Before I could answer, Ephram appeared with the deacon. “Miss Hathaway,” the bishop said, “Lucas and I must speak to our young sister here, for a moment.”
Even with the distance between us, I could feel Katie trembling, and the sharp scent of fear rising from her skin. She was shivering in a way that she hadn’t even when a charge of murder was being hung around her neck. Her hand scrabbled over the matted reeds to find mine and slip beneath it. “I would like my lawyer to be present, then,” she said, her voice no more than a whisper.
The bishop looked surprised. “Well, Katie, what for?”
She could not even raise her eyes to the older man. “Please,” she murmured, then swallowed hard.
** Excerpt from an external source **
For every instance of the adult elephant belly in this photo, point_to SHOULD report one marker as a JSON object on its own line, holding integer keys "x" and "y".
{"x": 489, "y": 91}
The deacon and the bishop looked at each other, and Ephram nodded. The trembling, submissive creature beside me was nothing like the girl who’d looked me in the eye and told me there was no baby. She was nothing like the girl who’d spoken to me minutes before about what was visible to one person not being crystal clear to another. But she did bear a striking resemblance to the child I’d seen in court the moment I first arrived, the child who had been ready to let the legal system steamroll her rather than mount a defense.
“It’s like this,” Ephram said uncomfortably. “We know how hard things are, right now, and only bound to be getting more tangled. But there was a baby, Katie, and you being not married . . . well, you need to come to church, and make your things right.”
It was slight, but Katie inclined her head.
With a nod to me, the two men struck off across the field again. It took a full thirty seconds for Katie to get control of herself, and when she did, her face was as pale as a new moon. “What was that about?” I asked.
“They want me to confess to my sin.”
“What sin?”
“Having a baby out of wedlock.” She started walking, and I hurried to keep up with her.
“What will you do?”
“Confess,” Katie said quietly. “What else can I do?”
Surprised, I turned and blocked her path. “You could start by telling them what you told me. That you didn’t have a baby.”
Her eyes filled with tears. “I couldn’t tell them that; I couldn’t.”
“Why not?”
Katie shook her head, her cheeks bright. She ran into the waving sea of corn.
“Why not?” I yelled after her, my frustration rooting me to the ground.
The men who brought the inverter set it up for me in the barn. Attached to the generator beside the calving pen, it gave me a lovely view of the police tape still securing the crime scene, just in case I needed any inspiration to fight Katie’s charges. Shortly after four o’clock I carried my files and my laptop out to the barn and began to act like a lawyer.